The three of us hit the floor in a tangle of limbs and fists, the sound of grunts and curses filling the air.
Mallory’s yelling now, but I can’t make out the words over the chaos.
I get a grip on Carson’s shoulder, wrenching him back enough to get my knees under me.
“Knock it off!” I shout.
Jack’s got blood on his lip now, breathing hard, and I know that look—he’s not going to back down without a fight.
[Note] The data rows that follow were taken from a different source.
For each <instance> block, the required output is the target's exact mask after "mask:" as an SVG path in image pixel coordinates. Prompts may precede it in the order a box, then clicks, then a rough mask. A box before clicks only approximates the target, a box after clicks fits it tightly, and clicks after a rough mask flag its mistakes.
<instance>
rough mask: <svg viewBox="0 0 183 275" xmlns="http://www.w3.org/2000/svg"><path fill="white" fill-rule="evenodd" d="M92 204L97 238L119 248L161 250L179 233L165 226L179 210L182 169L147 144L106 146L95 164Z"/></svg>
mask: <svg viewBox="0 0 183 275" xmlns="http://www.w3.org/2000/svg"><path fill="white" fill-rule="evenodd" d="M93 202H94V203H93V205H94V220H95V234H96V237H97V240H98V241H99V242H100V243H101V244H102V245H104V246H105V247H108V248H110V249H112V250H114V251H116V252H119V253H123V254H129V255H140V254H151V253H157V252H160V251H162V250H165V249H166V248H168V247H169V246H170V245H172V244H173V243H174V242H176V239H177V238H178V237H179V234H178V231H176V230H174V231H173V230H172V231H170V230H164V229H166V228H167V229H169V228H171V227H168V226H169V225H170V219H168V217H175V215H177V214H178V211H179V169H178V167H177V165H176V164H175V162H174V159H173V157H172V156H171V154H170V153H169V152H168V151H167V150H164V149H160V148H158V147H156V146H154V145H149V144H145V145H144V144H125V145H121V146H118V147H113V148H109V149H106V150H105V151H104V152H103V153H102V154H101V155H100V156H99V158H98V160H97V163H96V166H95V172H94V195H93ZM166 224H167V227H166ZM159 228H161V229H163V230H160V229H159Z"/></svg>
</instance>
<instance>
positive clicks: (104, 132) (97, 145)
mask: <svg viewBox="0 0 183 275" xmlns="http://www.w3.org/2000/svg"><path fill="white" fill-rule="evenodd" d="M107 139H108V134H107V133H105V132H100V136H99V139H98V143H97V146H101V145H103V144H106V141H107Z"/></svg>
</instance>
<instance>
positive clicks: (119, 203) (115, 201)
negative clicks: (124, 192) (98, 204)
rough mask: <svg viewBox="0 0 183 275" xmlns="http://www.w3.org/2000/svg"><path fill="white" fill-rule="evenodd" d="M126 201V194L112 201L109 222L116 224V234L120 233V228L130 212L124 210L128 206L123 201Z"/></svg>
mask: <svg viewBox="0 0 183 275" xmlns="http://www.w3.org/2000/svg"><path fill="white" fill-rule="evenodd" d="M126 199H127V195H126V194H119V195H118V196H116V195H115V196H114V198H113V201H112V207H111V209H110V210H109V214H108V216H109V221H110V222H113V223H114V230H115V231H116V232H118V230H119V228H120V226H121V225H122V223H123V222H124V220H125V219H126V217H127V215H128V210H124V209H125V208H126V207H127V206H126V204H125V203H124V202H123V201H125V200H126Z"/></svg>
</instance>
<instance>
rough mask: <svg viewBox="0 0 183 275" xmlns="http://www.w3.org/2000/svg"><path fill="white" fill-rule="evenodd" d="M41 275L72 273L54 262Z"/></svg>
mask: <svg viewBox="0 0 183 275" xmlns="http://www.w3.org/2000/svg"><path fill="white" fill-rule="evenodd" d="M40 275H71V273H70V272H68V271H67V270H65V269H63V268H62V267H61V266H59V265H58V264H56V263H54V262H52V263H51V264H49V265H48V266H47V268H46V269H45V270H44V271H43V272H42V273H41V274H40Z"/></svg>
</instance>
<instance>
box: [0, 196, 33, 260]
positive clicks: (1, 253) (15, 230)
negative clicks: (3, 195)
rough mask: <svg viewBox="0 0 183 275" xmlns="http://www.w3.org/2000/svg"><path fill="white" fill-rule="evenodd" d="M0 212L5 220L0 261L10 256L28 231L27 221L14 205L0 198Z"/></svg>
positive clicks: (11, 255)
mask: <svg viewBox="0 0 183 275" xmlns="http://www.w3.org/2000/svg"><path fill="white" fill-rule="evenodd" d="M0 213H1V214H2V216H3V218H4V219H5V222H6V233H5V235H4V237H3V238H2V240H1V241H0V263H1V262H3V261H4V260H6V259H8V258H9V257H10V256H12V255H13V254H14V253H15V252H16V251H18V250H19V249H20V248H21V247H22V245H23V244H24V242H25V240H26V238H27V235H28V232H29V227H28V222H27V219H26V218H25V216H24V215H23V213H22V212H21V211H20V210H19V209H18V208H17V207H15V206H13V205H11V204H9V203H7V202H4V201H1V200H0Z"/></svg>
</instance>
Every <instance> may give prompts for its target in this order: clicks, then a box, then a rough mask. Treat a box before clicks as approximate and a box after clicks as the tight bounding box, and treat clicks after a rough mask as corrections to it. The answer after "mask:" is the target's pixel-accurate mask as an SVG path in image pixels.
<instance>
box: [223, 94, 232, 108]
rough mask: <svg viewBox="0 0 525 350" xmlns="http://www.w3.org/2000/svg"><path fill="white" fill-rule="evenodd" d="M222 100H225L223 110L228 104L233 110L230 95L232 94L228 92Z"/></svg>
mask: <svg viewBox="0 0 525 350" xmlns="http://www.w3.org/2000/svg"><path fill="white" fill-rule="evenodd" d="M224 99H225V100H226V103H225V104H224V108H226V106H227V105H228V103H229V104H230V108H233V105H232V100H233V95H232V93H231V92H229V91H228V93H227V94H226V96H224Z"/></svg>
“Both of you, outside!” I bark, but before either of them can answer, the bell over the door jangles once again.
This time it’s not a friend.
Two uniformed cops step inside, quickly coming over to rip us all apart.
Carson is wrestled to the ground and pinned there, while I’m pulled up and shoved against the glass window, my arms wretched behind my back.
“Hands where we can see them,” one of them barks at Jack.
“I didn’t start it,” Carson begins, but the cop cuts him off.
“Save it,” the one pinning him says. “All three of you, you’re under arrest.”